Because Deborah Devonshire’s journalism has nearly always made me laugh, and because she seems like one of the jollier aunts in P. G. Wodehouse — an Aunt Dahlia, not an Aunt Agatha — I had expected her memoirs to provide chuckles on every page.
Because Deborah Devonshire’s journalism has nearly always made me laugh, and because she seems like one of the jollier aunts in P. G. Wodehouse — an Aunt Dahlia, not an Aunt Agatha — I had expected her memoirs to provide chuckles on every page. In fact it is a sad book, taken all in all. Two of the more poignant passages, which will linger in my memory for a very long time, are about her dead babies, and about the alcoholism of her magnificent husband, the 11th Duke of Devonshire.
Mark, Victor and Mary, the babies, lived, respectively, five hours, seven hours and four hours. Only recently was their mother told, by the vicar’s widow at Edensor, the village next to Chatsworth, that the infants were all baptised by ‘Moucher’, the author’s mother-in-law and wife of the 10th Duke.

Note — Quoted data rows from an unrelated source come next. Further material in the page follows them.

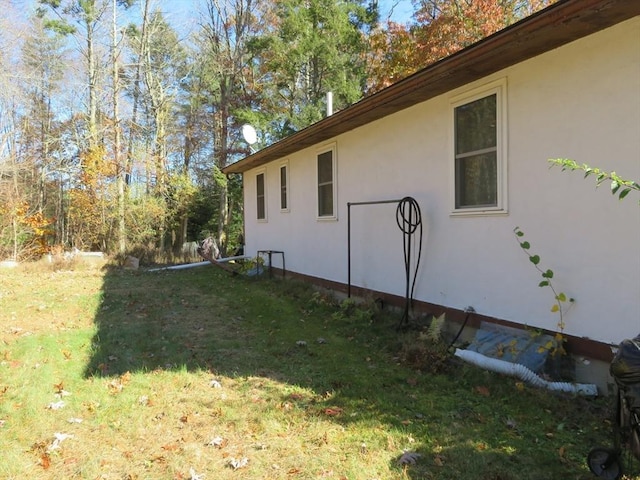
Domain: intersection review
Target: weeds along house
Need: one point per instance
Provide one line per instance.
(563, 83)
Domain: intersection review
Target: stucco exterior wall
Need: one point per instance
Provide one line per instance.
(581, 101)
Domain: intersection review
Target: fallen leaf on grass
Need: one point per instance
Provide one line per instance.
(484, 391)
(409, 458)
(58, 439)
(194, 475)
(56, 405)
(217, 442)
(333, 411)
(45, 461)
(238, 463)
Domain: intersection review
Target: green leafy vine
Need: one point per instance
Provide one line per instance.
(619, 185)
(561, 302)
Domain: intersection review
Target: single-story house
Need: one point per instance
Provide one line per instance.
(469, 139)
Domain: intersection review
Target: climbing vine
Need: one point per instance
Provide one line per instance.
(561, 303)
(619, 186)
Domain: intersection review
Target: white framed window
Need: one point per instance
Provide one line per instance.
(479, 164)
(261, 196)
(326, 182)
(284, 186)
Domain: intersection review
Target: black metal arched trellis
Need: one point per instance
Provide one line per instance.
(409, 220)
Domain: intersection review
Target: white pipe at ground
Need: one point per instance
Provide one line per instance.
(522, 372)
(198, 264)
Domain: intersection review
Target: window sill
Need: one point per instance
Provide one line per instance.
(479, 212)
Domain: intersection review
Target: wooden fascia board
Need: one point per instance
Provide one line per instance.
(544, 31)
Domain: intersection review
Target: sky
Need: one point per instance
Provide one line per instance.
(397, 10)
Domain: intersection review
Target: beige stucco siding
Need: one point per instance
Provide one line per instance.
(581, 101)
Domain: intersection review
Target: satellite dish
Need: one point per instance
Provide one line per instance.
(249, 134)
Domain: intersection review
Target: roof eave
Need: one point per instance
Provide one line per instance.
(557, 25)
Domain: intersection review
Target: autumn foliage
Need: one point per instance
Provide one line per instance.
(440, 28)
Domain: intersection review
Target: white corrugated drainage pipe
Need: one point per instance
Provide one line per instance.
(522, 372)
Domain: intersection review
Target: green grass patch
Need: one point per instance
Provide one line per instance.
(197, 373)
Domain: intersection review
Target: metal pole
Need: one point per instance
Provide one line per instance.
(348, 250)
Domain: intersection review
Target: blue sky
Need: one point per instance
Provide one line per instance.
(398, 10)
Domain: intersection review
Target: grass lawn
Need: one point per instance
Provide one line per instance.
(198, 374)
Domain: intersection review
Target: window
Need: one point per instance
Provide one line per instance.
(478, 153)
(261, 204)
(326, 184)
(284, 192)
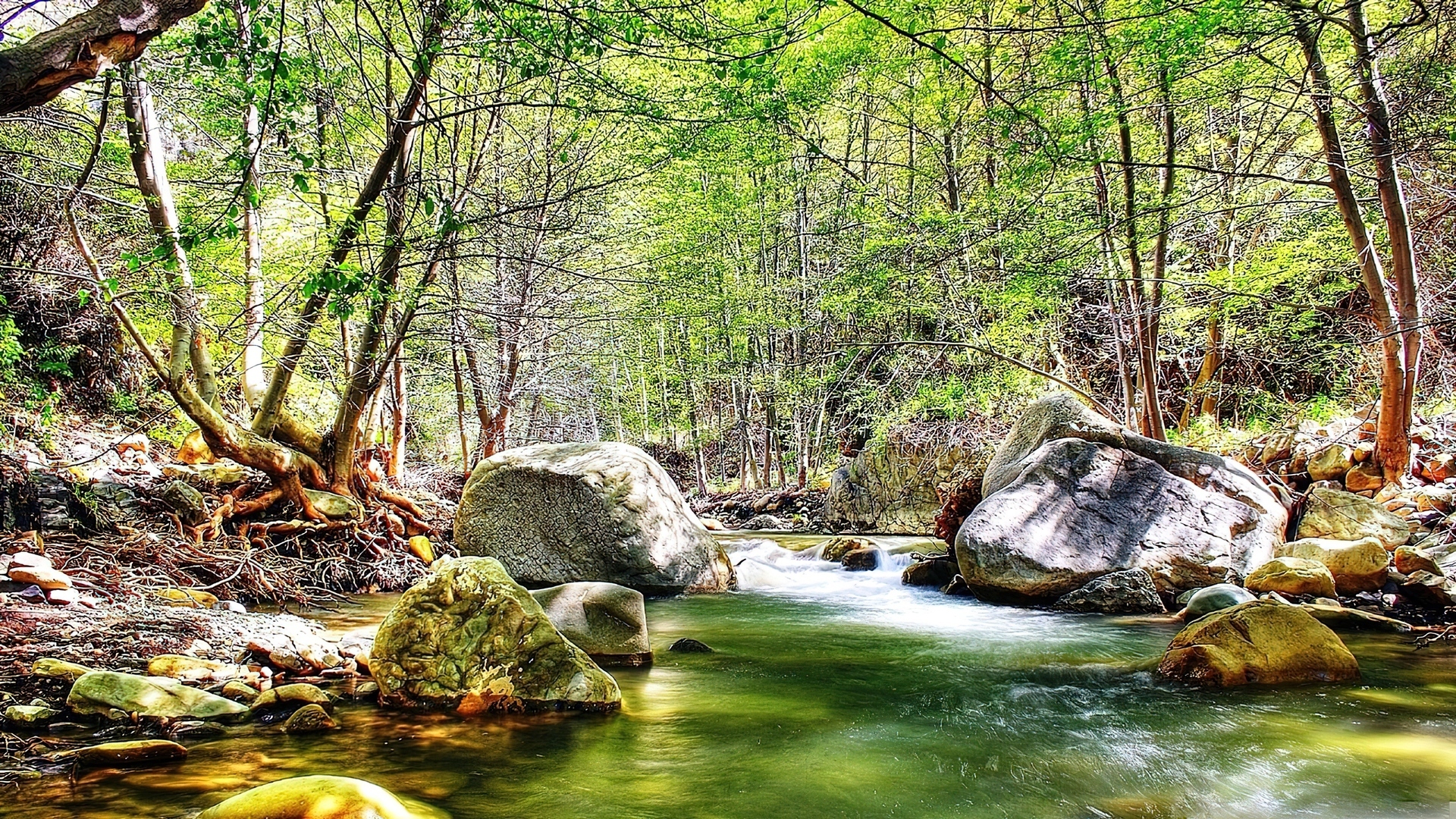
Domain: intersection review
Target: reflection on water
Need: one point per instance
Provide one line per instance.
(848, 694)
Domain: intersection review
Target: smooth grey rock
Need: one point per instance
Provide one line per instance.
(1213, 598)
(185, 500)
(892, 485)
(1081, 509)
(1120, 592)
(601, 512)
(604, 620)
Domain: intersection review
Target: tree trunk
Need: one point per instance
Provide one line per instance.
(254, 381)
(1392, 433)
(83, 47)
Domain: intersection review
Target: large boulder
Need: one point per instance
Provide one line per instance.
(892, 484)
(1345, 516)
(601, 512)
(107, 692)
(318, 798)
(1357, 566)
(469, 639)
(1071, 497)
(1261, 642)
(604, 620)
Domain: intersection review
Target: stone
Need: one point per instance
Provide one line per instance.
(1117, 592)
(194, 449)
(1440, 468)
(766, 523)
(187, 598)
(63, 596)
(310, 719)
(239, 691)
(1365, 477)
(335, 506)
(291, 697)
(31, 560)
(469, 639)
(102, 692)
(1079, 509)
(30, 714)
(1410, 560)
(185, 502)
(130, 754)
(50, 667)
(1292, 576)
(421, 547)
(603, 620)
(133, 444)
(318, 798)
(194, 670)
(935, 572)
(1260, 642)
(1429, 591)
(1345, 516)
(1331, 463)
(1215, 598)
(1433, 499)
(47, 579)
(1357, 566)
(836, 548)
(587, 512)
(893, 485)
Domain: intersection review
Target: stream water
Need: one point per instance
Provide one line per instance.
(848, 694)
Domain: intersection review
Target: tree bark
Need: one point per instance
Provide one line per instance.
(80, 49)
(1392, 435)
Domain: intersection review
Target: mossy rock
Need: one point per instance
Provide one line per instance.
(319, 798)
(1260, 642)
(469, 639)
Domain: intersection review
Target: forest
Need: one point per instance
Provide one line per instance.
(1021, 337)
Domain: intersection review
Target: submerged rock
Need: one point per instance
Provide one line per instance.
(601, 512)
(604, 620)
(1345, 516)
(310, 719)
(1120, 592)
(291, 697)
(1071, 497)
(1292, 576)
(130, 754)
(1215, 598)
(935, 572)
(105, 692)
(861, 560)
(1260, 642)
(318, 798)
(30, 714)
(469, 639)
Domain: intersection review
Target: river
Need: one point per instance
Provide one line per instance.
(846, 694)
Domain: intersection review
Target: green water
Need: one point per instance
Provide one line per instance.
(852, 695)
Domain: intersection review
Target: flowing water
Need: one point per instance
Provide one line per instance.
(848, 694)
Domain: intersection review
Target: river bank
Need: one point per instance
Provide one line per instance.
(849, 694)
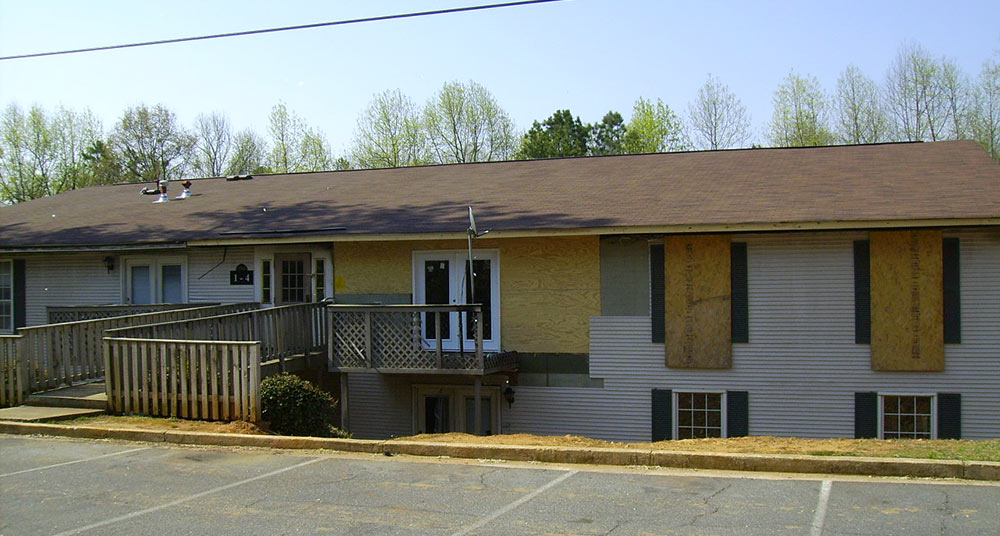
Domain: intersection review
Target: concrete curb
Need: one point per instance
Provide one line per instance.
(840, 465)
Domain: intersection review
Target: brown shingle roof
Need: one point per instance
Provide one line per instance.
(891, 182)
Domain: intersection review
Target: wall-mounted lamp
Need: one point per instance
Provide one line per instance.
(508, 394)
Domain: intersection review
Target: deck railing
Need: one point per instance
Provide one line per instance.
(58, 314)
(392, 338)
(58, 354)
(282, 331)
(209, 380)
(11, 371)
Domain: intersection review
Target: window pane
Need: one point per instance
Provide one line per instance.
(6, 317)
(141, 285)
(265, 282)
(483, 295)
(6, 296)
(170, 280)
(485, 416)
(437, 418)
(437, 292)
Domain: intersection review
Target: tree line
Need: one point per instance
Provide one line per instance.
(922, 98)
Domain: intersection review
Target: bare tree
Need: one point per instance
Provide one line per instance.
(249, 154)
(914, 95)
(215, 143)
(152, 144)
(800, 114)
(861, 116)
(955, 94)
(718, 119)
(389, 134)
(464, 123)
(985, 109)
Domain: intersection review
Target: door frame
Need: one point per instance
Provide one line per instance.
(457, 259)
(456, 405)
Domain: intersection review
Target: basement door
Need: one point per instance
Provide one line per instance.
(442, 278)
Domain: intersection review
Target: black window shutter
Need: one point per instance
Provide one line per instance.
(949, 416)
(737, 414)
(862, 293)
(657, 287)
(952, 292)
(20, 304)
(663, 426)
(865, 415)
(740, 303)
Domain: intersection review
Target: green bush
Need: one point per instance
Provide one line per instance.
(293, 406)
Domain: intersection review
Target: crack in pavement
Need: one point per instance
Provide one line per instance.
(482, 477)
(707, 502)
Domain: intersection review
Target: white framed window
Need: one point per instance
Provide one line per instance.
(439, 409)
(155, 280)
(289, 275)
(907, 416)
(442, 278)
(6, 296)
(699, 414)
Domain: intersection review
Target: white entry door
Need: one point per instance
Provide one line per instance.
(442, 278)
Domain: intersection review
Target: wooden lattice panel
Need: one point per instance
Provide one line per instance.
(349, 340)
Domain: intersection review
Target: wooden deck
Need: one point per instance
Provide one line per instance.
(391, 339)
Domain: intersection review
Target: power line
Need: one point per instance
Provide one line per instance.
(280, 29)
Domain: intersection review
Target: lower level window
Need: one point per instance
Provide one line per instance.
(907, 417)
(699, 415)
(6, 296)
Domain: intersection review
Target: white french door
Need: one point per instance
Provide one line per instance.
(442, 278)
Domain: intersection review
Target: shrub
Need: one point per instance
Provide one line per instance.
(293, 406)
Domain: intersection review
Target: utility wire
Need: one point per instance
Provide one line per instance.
(281, 29)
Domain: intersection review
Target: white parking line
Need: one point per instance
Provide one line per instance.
(513, 505)
(824, 498)
(72, 462)
(182, 500)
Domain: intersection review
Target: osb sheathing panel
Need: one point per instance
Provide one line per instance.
(698, 296)
(907, 311)
(549, 287)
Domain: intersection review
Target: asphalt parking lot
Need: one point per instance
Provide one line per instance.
(56, 486)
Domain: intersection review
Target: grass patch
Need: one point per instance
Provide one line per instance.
(133, 422)
(940, 449)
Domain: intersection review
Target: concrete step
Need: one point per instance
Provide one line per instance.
(83, 396)
(39, 413)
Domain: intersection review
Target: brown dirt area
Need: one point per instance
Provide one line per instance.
(943, 449)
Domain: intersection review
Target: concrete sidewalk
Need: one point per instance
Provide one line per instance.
(843, 465)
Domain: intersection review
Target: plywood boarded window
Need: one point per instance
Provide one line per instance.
(907, 319)
(698, 302)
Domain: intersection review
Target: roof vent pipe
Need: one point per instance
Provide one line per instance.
(163, 191)
(186, 192)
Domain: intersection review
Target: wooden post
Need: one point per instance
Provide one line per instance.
(368, 339)
(479, 340)
(437, 337)
(344, 415)
(477, 387)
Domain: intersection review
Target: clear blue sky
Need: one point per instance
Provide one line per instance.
(590, 56)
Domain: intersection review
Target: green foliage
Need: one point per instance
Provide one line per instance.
(558, 136)
(151, 144)
(389, 133)
(464, 123)
(608, 136)
(654, 128)
(294, 406)
(800, 114)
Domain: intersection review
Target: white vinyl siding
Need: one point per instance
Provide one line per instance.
(69, 279)
(801, 366)
(208, 281)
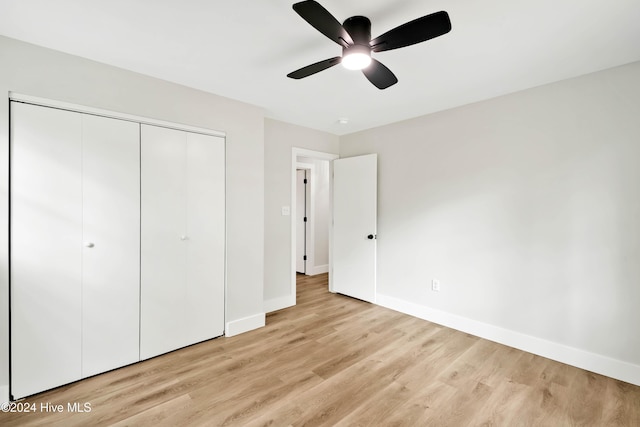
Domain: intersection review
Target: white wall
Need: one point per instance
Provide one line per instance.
(41, 72)
(319, 180)
(280, 138)
(527, 209)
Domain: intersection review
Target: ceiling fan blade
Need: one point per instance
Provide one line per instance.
(314, 68)
(320, 18)
(379, 75)
(416, 31)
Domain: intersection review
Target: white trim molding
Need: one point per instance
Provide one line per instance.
(319, 269)
(593, 362)
(246, 324)
(275, 304)
(28, 99)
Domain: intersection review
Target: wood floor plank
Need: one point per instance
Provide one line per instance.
(333, 360)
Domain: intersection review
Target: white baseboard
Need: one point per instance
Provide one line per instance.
(246, 324)
(279, 303)
(319, 269)
(571, 356)
(4, 394)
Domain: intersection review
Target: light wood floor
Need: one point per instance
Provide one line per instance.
(332, 360)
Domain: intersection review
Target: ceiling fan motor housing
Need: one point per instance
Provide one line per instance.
(359, 28)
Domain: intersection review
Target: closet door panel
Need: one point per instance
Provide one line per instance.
(206, 231)
(163, 241)
(46, 235)
(111, 244)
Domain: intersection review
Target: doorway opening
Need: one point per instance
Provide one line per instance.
(311, 239)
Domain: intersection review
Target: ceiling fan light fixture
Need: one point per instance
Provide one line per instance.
(356, 57)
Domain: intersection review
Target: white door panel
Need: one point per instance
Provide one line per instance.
(111, 243)
(163, 240)
(354, 226)
(206, 237)
(46, 236)
(183, 239)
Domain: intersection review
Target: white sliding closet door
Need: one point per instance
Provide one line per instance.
(182, 268)
(206, 236)
(111, 244)
(75, 246)
(46, 236)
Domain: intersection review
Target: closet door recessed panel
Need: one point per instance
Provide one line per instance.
(163, 241)
(111, 243)
(206, 230)
(46, 235)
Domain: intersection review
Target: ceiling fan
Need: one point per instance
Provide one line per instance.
(354, 35)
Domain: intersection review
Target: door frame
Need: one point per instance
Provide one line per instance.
(309, 207)
(318, 155)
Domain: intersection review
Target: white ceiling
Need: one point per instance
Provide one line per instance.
(243, 49)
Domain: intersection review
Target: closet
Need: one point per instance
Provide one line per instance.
(116, 253)
(182, 239)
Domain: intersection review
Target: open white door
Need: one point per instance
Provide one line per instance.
(354, 226)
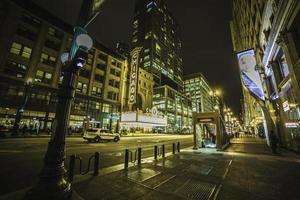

The three pages devoted to the 11th Duke’s alcoholism, and the ‘tough love’ cure which was imposed upon him — Debo and guests leaving the house; Andrew Devonshire ringing her up and pleading with her to return, and her doing so only on condition that he gave up the booze — are in their way equally moving. She does not flinch from describing the nightmare which his alcoholism caused everyone who had to do with him; but nor does she fail to pay tribute to his very great qualities. I only met him after he had given up the drink and would say without hesitation that he was one of the most exemplary human beings I ever knew — funny, kind, extremely clever, modest and like most interesting people always slightly tormented.